You have two options: Notebooks or Python Scripts. The first step is to download the folder FSC_NB (Notebooks) or FSC_PS (Python Scripts), depending on your choice. Then, you have to download the FSC_requisites: this contains some data and common codes (utils and fortran codes) that are applicable to both options. After downloading the FSC_requisites, you have to copy all the contents of this to where the codes are: in FSC_NB or FSC_PS, depending on what you have chosen.
For both modes (NB or PY), there are some preliminary steps to create an environment which have the required versions of packages. The implementation of the algorithm makes use of a fortran code which needs to be compiled.
conda create -n fmc python=3.8.5
conda activate fmc
conda install numpy=1.19.2
conda install scipy=1.5.2
conda install -c jmcmurray os
conda install -c jmcmurray json
conda install -c jmcmurray matplotlib
Then, go to the directory where your codes are: cd FSC_NB
or cd FSC_PY
then compile the fortran script by running the following:
f2py -c fast_sparce_multiplications_2D.f90 -m fast_sparce_multiplications_2D
After doing the installation/compilation above, you just need to activate the environment every time you use it again: conda activate fmc
.
There are two things that you can do with the given code/notebooks:
- Optimize : run the algorithm to solve the optimized policy by natural gradient descent; the user needs to input all required variables and initializations
- Visualize : look at some statistics and sample trajectory from saved policies: optimized policies pre-saved and optimized policies from (1)
There are two types of policies that are shown here: the best policy we have solved so far and a suboptimal policy that exhibits a different set of behaviors.

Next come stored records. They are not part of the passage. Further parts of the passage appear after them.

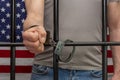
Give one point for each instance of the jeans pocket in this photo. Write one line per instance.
(96, 74)
(39, 69)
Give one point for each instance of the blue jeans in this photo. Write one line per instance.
(46, 73)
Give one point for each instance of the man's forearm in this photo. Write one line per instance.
(114, 25)
(35, 13)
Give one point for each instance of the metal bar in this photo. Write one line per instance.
(12, 54)
(70, 44)
(104, 39)
(56, 37)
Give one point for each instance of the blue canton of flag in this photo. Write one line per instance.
(5, 17)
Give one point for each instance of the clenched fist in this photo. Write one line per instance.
(34, 39)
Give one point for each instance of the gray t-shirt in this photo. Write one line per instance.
(79, 20)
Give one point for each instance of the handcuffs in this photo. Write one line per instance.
(59, 47)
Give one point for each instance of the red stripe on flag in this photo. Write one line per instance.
(108, 38)
(18, 69)
(110, 69)
(19, 54)
(109, 54)
(27, 69)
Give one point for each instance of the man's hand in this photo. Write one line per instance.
(34, 39)
(116, 76)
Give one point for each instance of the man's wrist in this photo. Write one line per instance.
(31, 21)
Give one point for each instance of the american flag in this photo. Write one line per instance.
(23, 57)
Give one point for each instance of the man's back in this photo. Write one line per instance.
(80, 20)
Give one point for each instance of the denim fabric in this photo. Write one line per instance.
(46, 73)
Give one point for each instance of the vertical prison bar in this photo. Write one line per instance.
(12, 48)
(104, 39)
(56, 37)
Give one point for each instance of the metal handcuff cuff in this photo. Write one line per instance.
(58, 50)
(59, 47)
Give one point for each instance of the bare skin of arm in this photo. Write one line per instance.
(114, 26)
(34, 38)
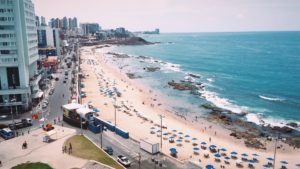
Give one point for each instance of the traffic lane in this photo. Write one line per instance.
(130, 150)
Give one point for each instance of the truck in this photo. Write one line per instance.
(149, 146)
(21, 124)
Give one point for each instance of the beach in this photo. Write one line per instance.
(139, 111)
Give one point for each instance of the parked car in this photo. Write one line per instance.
(6, 133)
(123, 160)
(44, 106)
(109, 150)
(83, 94)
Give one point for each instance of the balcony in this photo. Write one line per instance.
(7, 22)
(8, 60)
(14, 91)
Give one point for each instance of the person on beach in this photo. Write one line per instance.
(70, 148)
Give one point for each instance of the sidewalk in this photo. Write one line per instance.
(11, 152)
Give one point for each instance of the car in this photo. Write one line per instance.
(123, 160)
(83, 95)
(45, 102)
(44, 106)
(6, 133)
(109, 150)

The following are the variables you can change and the possible values:
- coarse = 0 , 1 [0 for non-coarse, 1 for coarse]
- memories = 1, 2, 3, 4
- threshold = 5, 12, 15
- sub = 0 , 1 [0 gives the best and 1 gives the suboptimal]
The other variables are in the input.dat.

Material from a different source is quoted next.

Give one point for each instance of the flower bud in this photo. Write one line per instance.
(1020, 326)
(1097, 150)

The notebooks are prepared for more convenient view of the outputs. There are two notebooks - depending on the task that is desired.

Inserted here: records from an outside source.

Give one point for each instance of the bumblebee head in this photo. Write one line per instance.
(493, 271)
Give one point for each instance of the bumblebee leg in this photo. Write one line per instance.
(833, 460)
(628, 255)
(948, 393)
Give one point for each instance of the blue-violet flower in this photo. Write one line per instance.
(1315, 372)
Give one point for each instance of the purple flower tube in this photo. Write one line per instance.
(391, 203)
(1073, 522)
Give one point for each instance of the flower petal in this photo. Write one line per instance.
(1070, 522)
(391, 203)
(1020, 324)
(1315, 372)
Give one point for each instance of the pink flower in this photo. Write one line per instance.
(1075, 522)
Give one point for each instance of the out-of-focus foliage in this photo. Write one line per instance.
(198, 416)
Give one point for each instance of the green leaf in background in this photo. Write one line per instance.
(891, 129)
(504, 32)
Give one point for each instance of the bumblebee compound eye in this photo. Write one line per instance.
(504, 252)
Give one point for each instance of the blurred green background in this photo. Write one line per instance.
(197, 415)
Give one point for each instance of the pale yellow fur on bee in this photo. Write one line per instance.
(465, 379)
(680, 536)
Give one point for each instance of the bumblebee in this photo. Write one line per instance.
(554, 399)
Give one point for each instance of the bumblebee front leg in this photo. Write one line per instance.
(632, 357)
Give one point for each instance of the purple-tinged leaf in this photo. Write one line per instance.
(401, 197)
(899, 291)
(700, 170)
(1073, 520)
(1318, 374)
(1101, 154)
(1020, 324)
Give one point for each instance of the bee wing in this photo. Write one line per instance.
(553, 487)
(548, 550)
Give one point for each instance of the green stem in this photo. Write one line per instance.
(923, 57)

Change the input variables in the file input.dat then run the python file that corresponds to the task you want:
- python3 optimize.py input.dat
- python3 visualize.py input.dat
The outputs (plots, .dat files, or videos) can be seen in the outputs folder.
An additional feature is to be able to evaluate policies given a dynamic environment: for the detecton of signals, instead of using a probabilistic model derived from time-averaged snapshots of the plume, here we use the snapshots of the plume at each time [searcher receive a signal if concentration>threshold].
For this feature, one can download the folder FSC_eval_dataprocess and then add the contents of this to the original/home folder, with all the other requisite codes and data already in there.
Note: to be able to use the ProcessFramesFromRawData.ipynb
, one has to use .mat as source files. You can also use data from videos, extracting them first to get the .mat file which contains all pixel values in each frames.